A ma sortie de l’École normale supérieure, je songeai à une thèse sur l’histoire de la municipalité lyonnaise dans la première moitié du XXe siècle. C’est ainsi que, en 1974, je découvris les archives municipales de Lyon qui s’abritaient alors sous les combles de l’Hôtel de Ville. Le conservateur, Henri Hours, me fit connaître la richesse d’un fonds qu’il maîtrisait comme l’histoire de sa ville, admirablement. Sous sa houlette, place des Terreaux puis au palais Saint-Jean, j’exploitais les gros volumes du Bulletin municipal officiel, je dépliais avec respect les affiches des fêtes du 14 juillet et les calques des projets de feux d’artifice, j’examinais les photographies de l’inauguration de l’Exposition internationale de 1914 par Édouard Herriot et Raymond Poincaré...
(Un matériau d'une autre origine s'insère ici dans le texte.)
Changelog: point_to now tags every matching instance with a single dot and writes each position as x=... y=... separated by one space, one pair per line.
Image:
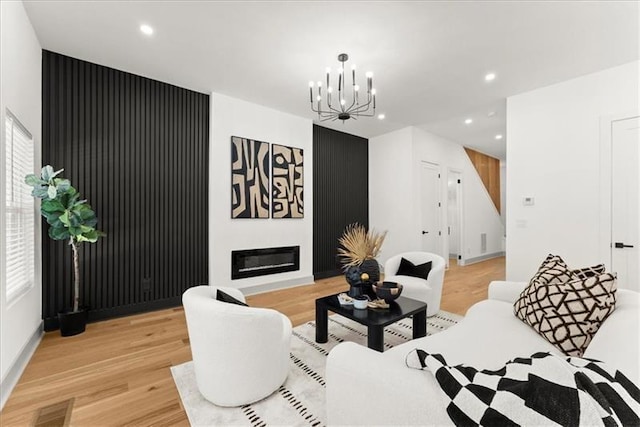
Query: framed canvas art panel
x=287 y=182
x=249 y=178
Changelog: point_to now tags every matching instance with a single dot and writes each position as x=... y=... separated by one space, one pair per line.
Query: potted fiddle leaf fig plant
x=69 y=218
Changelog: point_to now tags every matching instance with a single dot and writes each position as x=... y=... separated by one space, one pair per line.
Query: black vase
x=72 y=322
x=372 y=268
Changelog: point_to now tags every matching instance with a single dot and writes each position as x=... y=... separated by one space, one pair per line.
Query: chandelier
x=343 y=107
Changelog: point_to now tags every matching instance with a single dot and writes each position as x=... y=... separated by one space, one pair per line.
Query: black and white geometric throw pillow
x=543 y=389
x=585 y=273
x=568 y=315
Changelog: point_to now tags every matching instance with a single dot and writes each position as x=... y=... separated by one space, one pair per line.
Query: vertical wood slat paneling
x=340 y=193
x=137 y=150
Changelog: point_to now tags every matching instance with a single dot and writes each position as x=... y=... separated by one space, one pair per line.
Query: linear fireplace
x=260 y=262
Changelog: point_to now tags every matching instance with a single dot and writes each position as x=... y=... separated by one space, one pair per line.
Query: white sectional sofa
x=365 y=387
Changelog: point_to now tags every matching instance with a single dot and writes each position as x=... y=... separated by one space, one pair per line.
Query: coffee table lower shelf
x=374 y=319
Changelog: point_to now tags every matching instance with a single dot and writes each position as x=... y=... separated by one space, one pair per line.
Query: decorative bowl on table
x=388 y=291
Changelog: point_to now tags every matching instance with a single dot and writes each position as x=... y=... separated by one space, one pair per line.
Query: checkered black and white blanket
x=543 y=389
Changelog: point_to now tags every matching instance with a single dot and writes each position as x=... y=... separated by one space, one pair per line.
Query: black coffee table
x=375 y=319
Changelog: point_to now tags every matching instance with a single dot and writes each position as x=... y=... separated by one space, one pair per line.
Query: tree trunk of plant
x=76 y=275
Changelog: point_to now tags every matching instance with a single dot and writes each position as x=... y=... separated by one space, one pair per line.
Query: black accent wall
x=137 y=150
x=340 y=193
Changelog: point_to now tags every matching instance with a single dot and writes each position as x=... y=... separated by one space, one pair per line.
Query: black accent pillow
x=407 y=268
x=225 y=297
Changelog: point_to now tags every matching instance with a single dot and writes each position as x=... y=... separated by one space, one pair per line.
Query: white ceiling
x=429 y=58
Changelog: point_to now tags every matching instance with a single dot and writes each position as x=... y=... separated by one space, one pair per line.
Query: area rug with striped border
x=300 y=401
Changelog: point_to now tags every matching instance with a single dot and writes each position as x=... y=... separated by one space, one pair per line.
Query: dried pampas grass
x=359 y=245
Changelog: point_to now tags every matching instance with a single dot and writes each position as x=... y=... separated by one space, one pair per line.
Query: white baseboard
x=482 y=258
x=15 y=372
x=284 y=284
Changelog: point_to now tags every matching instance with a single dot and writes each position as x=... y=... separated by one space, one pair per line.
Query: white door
x=454 y=181
x=625 y=188
x=430 y=203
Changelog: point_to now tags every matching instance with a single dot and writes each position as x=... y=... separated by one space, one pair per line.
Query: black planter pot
x=72 y=322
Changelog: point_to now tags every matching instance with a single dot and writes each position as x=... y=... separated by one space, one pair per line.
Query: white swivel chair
x=241 y=354
x=429 y=290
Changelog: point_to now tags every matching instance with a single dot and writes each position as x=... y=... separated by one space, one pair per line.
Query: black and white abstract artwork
x=249 y=178
x=287 y=182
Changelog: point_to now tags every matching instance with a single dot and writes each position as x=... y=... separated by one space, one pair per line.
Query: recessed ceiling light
x=146 y=29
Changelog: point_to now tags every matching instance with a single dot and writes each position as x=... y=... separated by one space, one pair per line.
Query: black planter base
x=72 y=322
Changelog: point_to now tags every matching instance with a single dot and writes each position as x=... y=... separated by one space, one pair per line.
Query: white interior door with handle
x=625 y=216
x=430 y=204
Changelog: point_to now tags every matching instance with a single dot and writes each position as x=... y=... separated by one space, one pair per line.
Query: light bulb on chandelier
x=346 y=108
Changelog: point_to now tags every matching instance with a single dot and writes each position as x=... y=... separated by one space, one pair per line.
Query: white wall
x=394 y=183
x=233 y=117
x=389 y=175
x=553 y=155
x=21 y=72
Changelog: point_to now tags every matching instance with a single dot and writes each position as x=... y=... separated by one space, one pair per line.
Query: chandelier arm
x=362 y=108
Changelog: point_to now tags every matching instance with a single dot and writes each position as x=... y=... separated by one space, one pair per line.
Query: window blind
x=19 y=209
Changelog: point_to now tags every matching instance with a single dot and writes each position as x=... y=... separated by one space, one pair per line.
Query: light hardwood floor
x=117 y=372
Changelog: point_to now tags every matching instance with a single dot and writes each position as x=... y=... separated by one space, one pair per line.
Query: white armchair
x=430 y=290
x=241 y=354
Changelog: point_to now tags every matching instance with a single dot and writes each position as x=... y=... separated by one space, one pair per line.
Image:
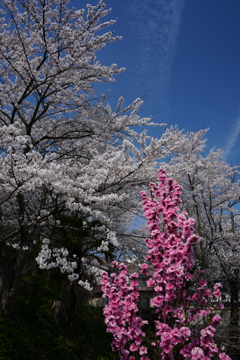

Même si une nomination en classe préparatoire, au Lycée du Parc, m’a détourné des poisons et délices de la thèse d’État, le résultat de ces plongées dans les archives municipales n’a pas été perdu. Il a alimenté un certain nombre de contributions à des revues et des ouvrages d’histoire lyonnaise comme, entre autres, un article sur le 14 juillet à Lyon, que j’eus le plaisir d’écrire en 1978 pour Henri Hours, dans sa Revue du Lyonnais.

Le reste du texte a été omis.